Trump set for acquittal with Dems second-guessing plan

Bloomberg

President Donald Trump’s inevitable acquittal in the Senate’s impeachment trial on Wednesday has some House Democrats fretting that they should have delivered a more complete case to argue for his removal.
Trump is emerging from the two-week Senate trial looking as strong as ever, barely wounded by the relentless details of his efforts to force Ukraine to investigate one of his main political rivals. Instead, the Republican base appears reinvigorated, sending Trump to a record 49% approval rating in the latest Gallup poll.
Democrats watched while the president entered the very chamber where his impeachment had taken place and triumphantly declared: “the State of our Union is stronger than ever before!”
Chief Justice John Roberts was scheduled to take his place in the Senate chamber one last time to preside over a 4 pm vote on the two articles of impeachment. Most Senate Republicans have already declared they will vote to acquit, and only a handful said they disapproved of Trump’s actions regarding Ukraine.
House Democrats are left grappling with what they could have done differently and what the trial’s conclusion will
mean for their party in the 2020 elections.
On the one hand, by wrapping up impeachment just as primary voting begins, Democrats can turn their attention back to a broader agenda.
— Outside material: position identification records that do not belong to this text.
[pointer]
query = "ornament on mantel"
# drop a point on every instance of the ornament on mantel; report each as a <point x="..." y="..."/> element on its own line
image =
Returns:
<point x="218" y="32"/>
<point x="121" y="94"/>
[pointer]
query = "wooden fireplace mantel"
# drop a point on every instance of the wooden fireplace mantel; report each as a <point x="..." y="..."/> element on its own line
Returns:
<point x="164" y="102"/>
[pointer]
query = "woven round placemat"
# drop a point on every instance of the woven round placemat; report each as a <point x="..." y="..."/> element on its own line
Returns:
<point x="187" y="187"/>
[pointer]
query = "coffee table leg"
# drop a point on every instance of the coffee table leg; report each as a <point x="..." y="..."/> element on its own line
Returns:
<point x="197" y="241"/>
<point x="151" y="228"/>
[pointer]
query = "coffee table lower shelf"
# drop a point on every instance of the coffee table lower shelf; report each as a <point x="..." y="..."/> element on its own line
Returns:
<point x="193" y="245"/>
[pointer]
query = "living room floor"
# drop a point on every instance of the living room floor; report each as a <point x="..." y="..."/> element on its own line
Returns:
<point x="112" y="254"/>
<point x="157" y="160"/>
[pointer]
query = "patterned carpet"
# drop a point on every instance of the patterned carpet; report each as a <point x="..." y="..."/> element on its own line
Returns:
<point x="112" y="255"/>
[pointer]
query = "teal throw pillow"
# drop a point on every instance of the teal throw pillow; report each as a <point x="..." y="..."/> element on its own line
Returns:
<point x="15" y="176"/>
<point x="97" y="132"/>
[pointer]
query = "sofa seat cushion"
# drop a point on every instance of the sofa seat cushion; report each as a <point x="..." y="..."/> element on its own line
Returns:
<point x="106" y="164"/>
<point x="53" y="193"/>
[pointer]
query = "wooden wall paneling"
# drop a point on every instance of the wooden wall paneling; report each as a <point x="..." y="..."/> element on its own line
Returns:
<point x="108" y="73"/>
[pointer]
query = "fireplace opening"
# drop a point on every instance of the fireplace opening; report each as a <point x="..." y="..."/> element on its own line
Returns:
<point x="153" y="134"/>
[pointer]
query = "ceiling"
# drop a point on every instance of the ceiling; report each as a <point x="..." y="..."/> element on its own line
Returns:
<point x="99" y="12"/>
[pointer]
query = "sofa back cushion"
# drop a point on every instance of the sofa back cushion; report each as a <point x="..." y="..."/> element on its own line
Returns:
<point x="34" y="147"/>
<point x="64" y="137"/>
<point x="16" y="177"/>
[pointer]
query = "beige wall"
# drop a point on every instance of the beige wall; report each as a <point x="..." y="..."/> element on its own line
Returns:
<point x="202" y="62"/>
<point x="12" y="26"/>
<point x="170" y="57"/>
But some Democrats who represent swing districts could also pay a price for supporting impeachment, rather than focussing on issues like healthcare that got them elected.
“I’m hopeful we are going to stay in the majority,” said Debbie Dingell, a Michigan Democrat, acknowledging concerns that Republicans could use impeachment to take back the House.
Multiple House Democrats, who asked not to be named to speak more candidly, questioned the strategy of focussing impeachment articles on the
allegations that Trump used US foreign policy regarding Ukraine for his own political benefit. Some are also concerned that the swift investigation and hearings to impeach Trump by the end of 2019 gave Republicans an easy way to dismiss the process as illegitimate.
“There’s going to be a lot of second-guessing about this by colleagues and by historians,” said Representative Dan Kildee, also of Michigan and a member of the House Democratic vote-counting team.

‘Impeached Forever’
House Speaker Nancy Pelosi knew when she announced the impeachment inquiry in September that the Republican-led Senate would almost certainly not reach the two-thirds majority needed to actually remove Trump from office. But Democrats hoped the inquiry and trial would expose what they saw as Trump’s unacceptable conduct to a bigger audience.
“We had a strong case of impeachment of the president of the United States,” Pelosi told reporters last week. “No matter what the senators have the courage or not to do, he will be impeached forever.”